From SPS Communications about the appointment of Dr. Nyland as permanent superintendent:
The Seattle School Board has selected Dr. Larry Nyland as the permanent superintendent for Seattle Public Schools. Nyland has held the interim role since last summer. The 5-2 vote, allows Board President Sherry Carr to negotiate a new contract with Nyland, which the board will vote on January 7, 2015. If approved, Nyland’s contract would be extended through June 17, and would switch from interim to permanent at the end of June 2015.
“I have chosen to evaluate Dr. Nyland not only on his last 17 weeks in Seattle Public Schools, but his past 40 years in education,” said Sherry Carr, Seattle School Board President applauding his career successes and need for stability in the district.
“We have a lot of work to do to support systems, and to better support students, said Interim Superintendent Dr. Larry Nyland. “I look forward to working with them. Thank you.”
Nyland will hold a press conference on Thursday, Dec. 11, 2014 at 2 p.m. at the John Stanford Center for Educational Excellence. *Media, please meet in the lobby.
So it was the vote count I said it would be. No surprise there.
It's fine that Carr wants to take Nyland's entire career into account but she chose ONLY his career to assess.
From the Times' article:
We need his steady, clearheaded and highly skilled leadership to stabilize the district and fix what’s broken,” Peaslee said. She also said Nyland fits what the public said it wanted in a superintendent during the board’s last search in 2012.

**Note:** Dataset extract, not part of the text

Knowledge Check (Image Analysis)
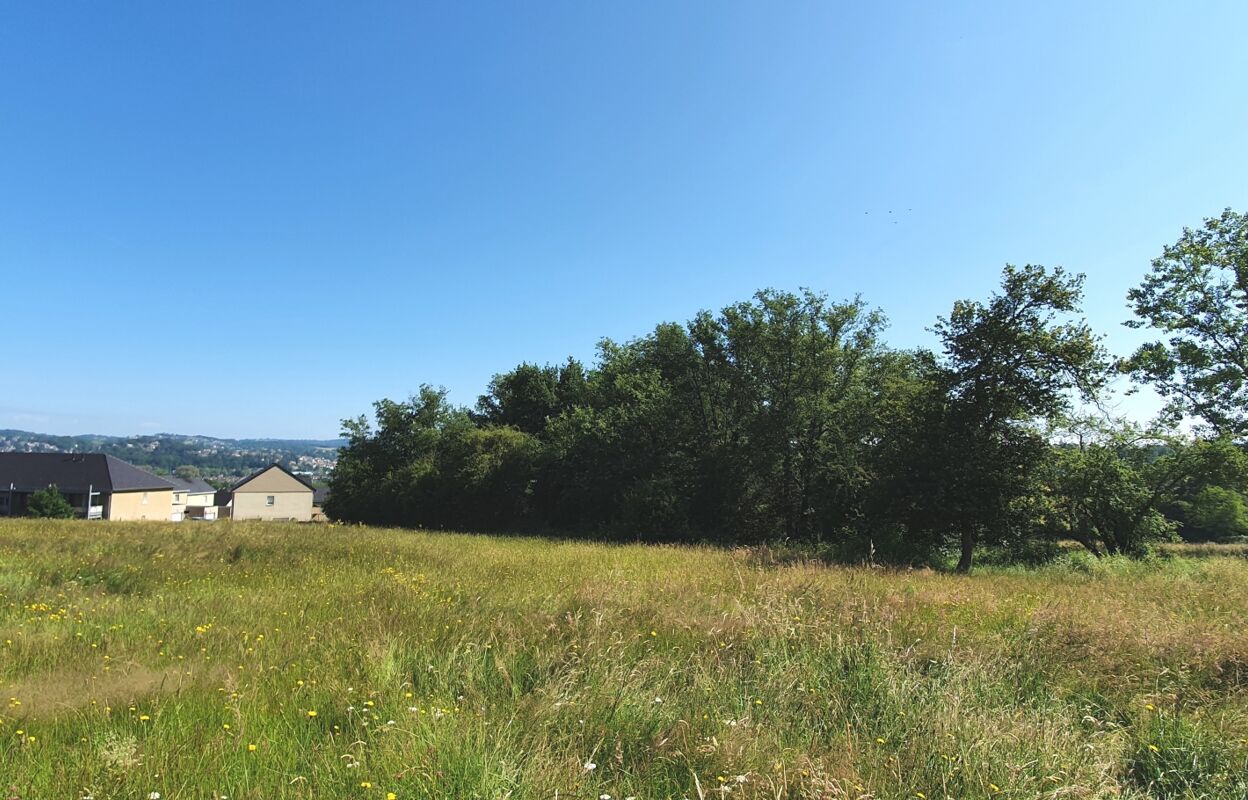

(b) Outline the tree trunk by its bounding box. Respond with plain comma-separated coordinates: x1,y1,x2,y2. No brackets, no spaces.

I honestly do not think that survey was the be all and end all to public discussion about a superintendent but boy, the Board members who supported the vote seem to.
Also, there is a lot of "he knows how to fix this district" and "fix what's broken." Okay then, that's the bar the Board has set.
Also, there is mention -over and over - of some big "plan" he has. I was told it was mostly the info he referenced in his State of the District speech. I heard very few specifics in it so again, we can only wait.
Also in the Times' report:
Just five members of the public testified at the meeting about Nyland.
Well, sure just five signed up (and you'll note the Times left out whether they were for or against the appointment but I can guess.) The public has been cut out of the decision. McLaren says that input is needed for policies, not people. So why would anyone bother on a terrible weather night to come down to JSCEE?